Actually, the statistics suggest it isn't as common an ailment as it may seem: Reading last season were only the fifth side ever to be relegated from the Premier League in their second season after promotion.

But that doesn't mean that there is no reason to fear that other teams might work a side out or that players might fade once the novelty of the top division has worn off.

Last season there were the odd surprises – a 3-0 drubbing at Wigan, for instance, and a 1-0 win at Aston Villa – but essentially Sunderland won the games they expected to win, drew the games they expected to draw, and lost the games they expected to lose, and so stayed up.

Given the traumas of their previous two seasons in the top flight, which brought embarrassing relegations with a combined total of 34 points, that was good enough, but there is a demand for something more than survival this time round.

At the end of last season, Sunderland manager Roy Keane himself was unequivocal. “We need major changes – in the first team and everywhere,” he said. “We need more quality.”

Few would doubt that, or the observation he made that Sunderland, for all their fighting qualities, simply did not retain possession as well as they should.

The question then is why that quality was missing when Keane had spent the best part of 40 million pounds on players the previous year.

Few doubt Keane's motivational abilities or his tactical nous, but the one area in which he has faced regular criticism is his dealings in the transfer market.

Sunderland do have a vast squad, packed with players, particularly midfielders, who are little better than average.

Yet given the problems of luring signings not merely to the north-east but to a club with a reputation for yo-yoing between divisions, Keane's record is not perhaps so bad as has been made out.

At nine million pounds possibly Craig Gordon was a touch over-priced, but Sunderland were in desperate need of a top-class goalkeeper, and the Scotland international has proved himself just that.

Eyebrows were raised when Keane paid six million pounds for the Trinidad and Tobago forward Kenwyne Jones, but he led the line magnificently last season, contributing far more than his seven goals might suggest.

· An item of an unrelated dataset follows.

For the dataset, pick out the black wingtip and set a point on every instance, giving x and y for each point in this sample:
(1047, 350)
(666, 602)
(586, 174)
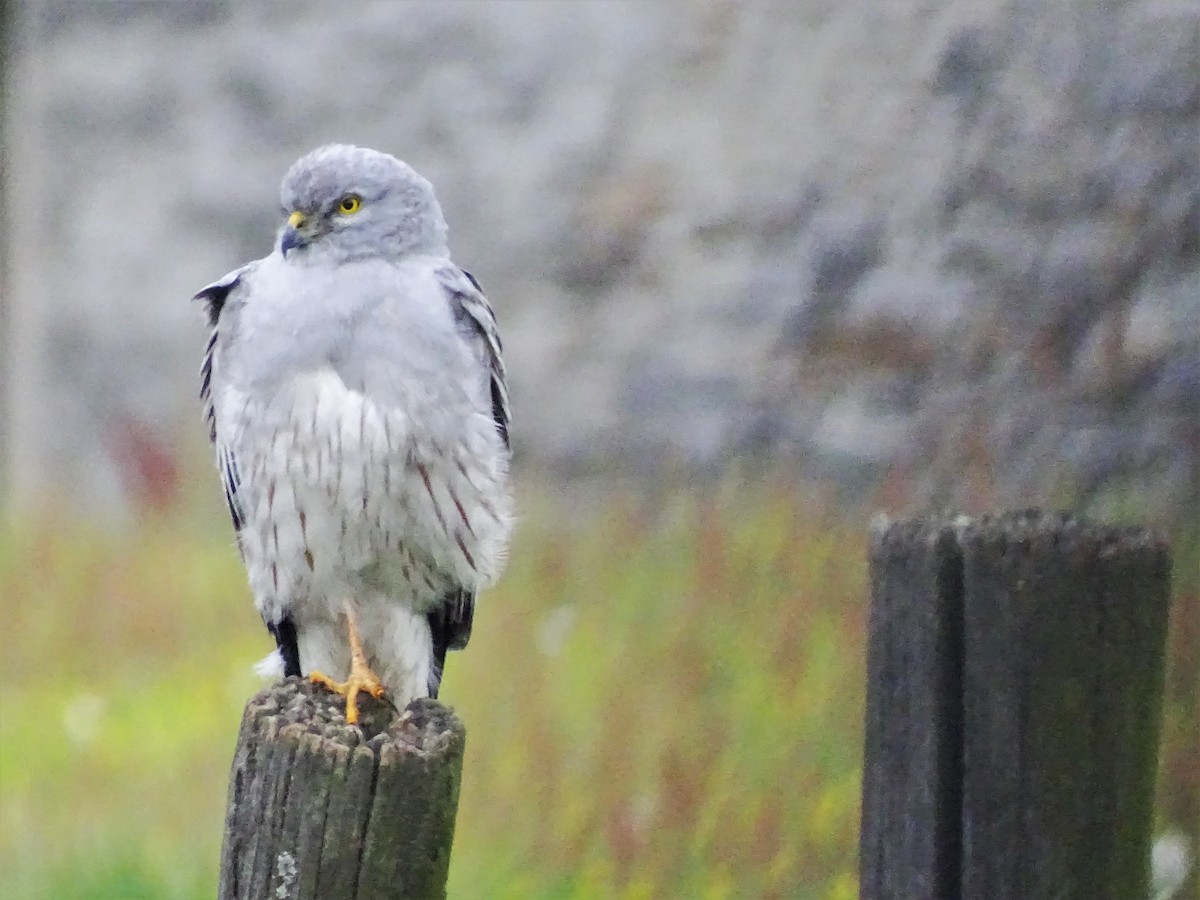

Kieran Richardson struggled with injury, but showed enough in flashes to suggest that if he can reach a level of consistency, 5.5 million pounds would look a fair price.

This season's signings, though, have not exactly set pulses racing.

Keane has at least broken his habit of dealing almost exclusively in former Chelsea or Manchester United players.

But Steed Malbranque, Teemu Tainio and Pascal Chimbonda from Tottenham and El-Hadji Diouf from Bolton, brought in for a total of just under 20 million pounds (38 million dollars) aren't exactly the glamorous names of which Sunderland fans were dreaming.

Nonetheless, Keane insists he is happy. “Things are starting to take shape,” he said. “We have signed some exciting players and they will offer something different.”

What Sunderland desperately need is a centre-back to replace Jonny Evans, who has returned to Manchester United after a second successful loan spell on Wearside, and another centre-forward.

Jones will be out until at least October with a knee ligament injury and he anyway was frequently left to shoulder too great an attacking burden last season.

If those two positions are filled, Sunderland could be looking at comfortable mid-table. If not, and with a difficult start to the season that could undermine morale, they may be left relying on there being worse teams in the division than they are.